I remember when I was reviewing the first work product of one of my first Analysts at Sepiida, I had her correct all the “you” and “your” (e.g. “your site”) to “we” or “the site”. It seemed small, and we didn’t talk much about it. But when I found I had to do it again with her, and also with another team member, it struck me as an opportunity to take some time out to chat with my whole team about our values. You see, one of the reasons I started Sepiida was that I had hired many agencies in the past, and always felt like there was this “us” and “them” schism. It might have come up with respect to billing, to level of investment in delivering PRACTICAL doable solutions rather than really beautiful or creative ones that would take ages to implement, to availability during non-traditional hours, and so on.
It ended up meaning that I didn’t feel like the agency was a partner, but a vendor. And vendors are replaceable. Partners require a break-up. Semantics? Maybe, but to me, it meant something.

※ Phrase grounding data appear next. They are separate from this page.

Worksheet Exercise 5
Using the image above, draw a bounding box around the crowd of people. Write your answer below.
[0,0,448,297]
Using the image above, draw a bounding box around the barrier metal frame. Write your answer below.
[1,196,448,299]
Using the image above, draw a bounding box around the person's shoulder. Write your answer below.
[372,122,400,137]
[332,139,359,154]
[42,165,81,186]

Our talk at Sepiida was that it is often easy when you are working in a client’s data to become disconnected from the client as a set of people with goals, pressures, realities, etc. Working with numbers (in tools like RJMetrics, KISSMetrics, SiteCatalyst) can make you forget about not just the client as people, but also the website as the thing that the client’s customers (our real target) interacts with. So when I would see presentations that said “We recommend you” or “Your site should be updated to”, I cringed. This isn’t the client’s site – this is our site too. If we were to truly embody the way I described us to our clients – as extensions of their analytics and marketing teams – then this was definitely our site, our email, etc. We had to take ownership. If we didn’t, then we would be highly like to recommend optimizations that were great in concept, but not pragmatic. If you don’t know by now, that’s my pet peeve.

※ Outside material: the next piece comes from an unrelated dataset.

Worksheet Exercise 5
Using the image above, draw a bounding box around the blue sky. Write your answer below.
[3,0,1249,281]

Having been in a variety of agency environments, I can attest to the fact that whichever team members consistently used the words “they” or “the client” were the ones just looking to perform to expectations and/or billable hours. To me, that’s anathema – as analytics services professionals, we have to perform to delivery of the optimization, the measurable impact. Otherwise, what’s the point?
So why am I writing about this today…as I am almost 2 months into launching the services practice at RJMetrics, I am reminded that even with technology/software products, it’s either the “them” of the customer or the “us” of the mutual endeavor to use a product to deliver some tangible benefit. I am not writing this post to sell the team or product at RJ. I’ve written previously that I think the team at RJ is awesome. I’m writing this post because as I am putting together today a visualization of how services fit into customer interactions at RJ, I realized that I haven’t needed to have the conversation with anyone here about “you” or “them”. And that led me to think about whether that is an anomaly – i.e. it’s just something that I haven’t encountered yet – or is it a manifestation of something else in the culture…something I’d like to understand better and foster here and wherever I land next. So I went into the company kitchen, and was about to put a used knife in the sink – without washing it – and then decided to go ahead and wash it and the other dishes there. That’s when it hit me…a company that understands “our” is a company where other people have definitely washed my used dishes. It’s one where no one, even new hires, ever gripes about calls that happen with our many international customers at all hours of the night. Where we’ve gotten a lot of praise for our customer support. It’s about getting the job done.
And this struck me as a broader lesson – while “the job” to me in this context is optimizing a KPI, in life “the job” might be to have a successful marriage or relationship with your family or kids. It might be getting to the next milestone in your company’s evolution. Whatever it is for you in your context, I recommend adopting this mindset. It helps you go the extra mile, get invested, fight to the end to accomplish the goal.
In the world of analytics services specifically, we have to move beyond thinking our role is delivering the data and reports – the “what happened” – or even recommendations that seem smart. An analyst’s greatest value is being able to provide a winning recommendation that is backed up by data. A “winning recommendation” means it was implementable (which means it took account a variety of the client’s environmental factors). That’s how you prove you thought deeply about “them”.
1 Comment
I regularly clean dishes in the sink here, and I agree with you about the cultural significance of that very simple act.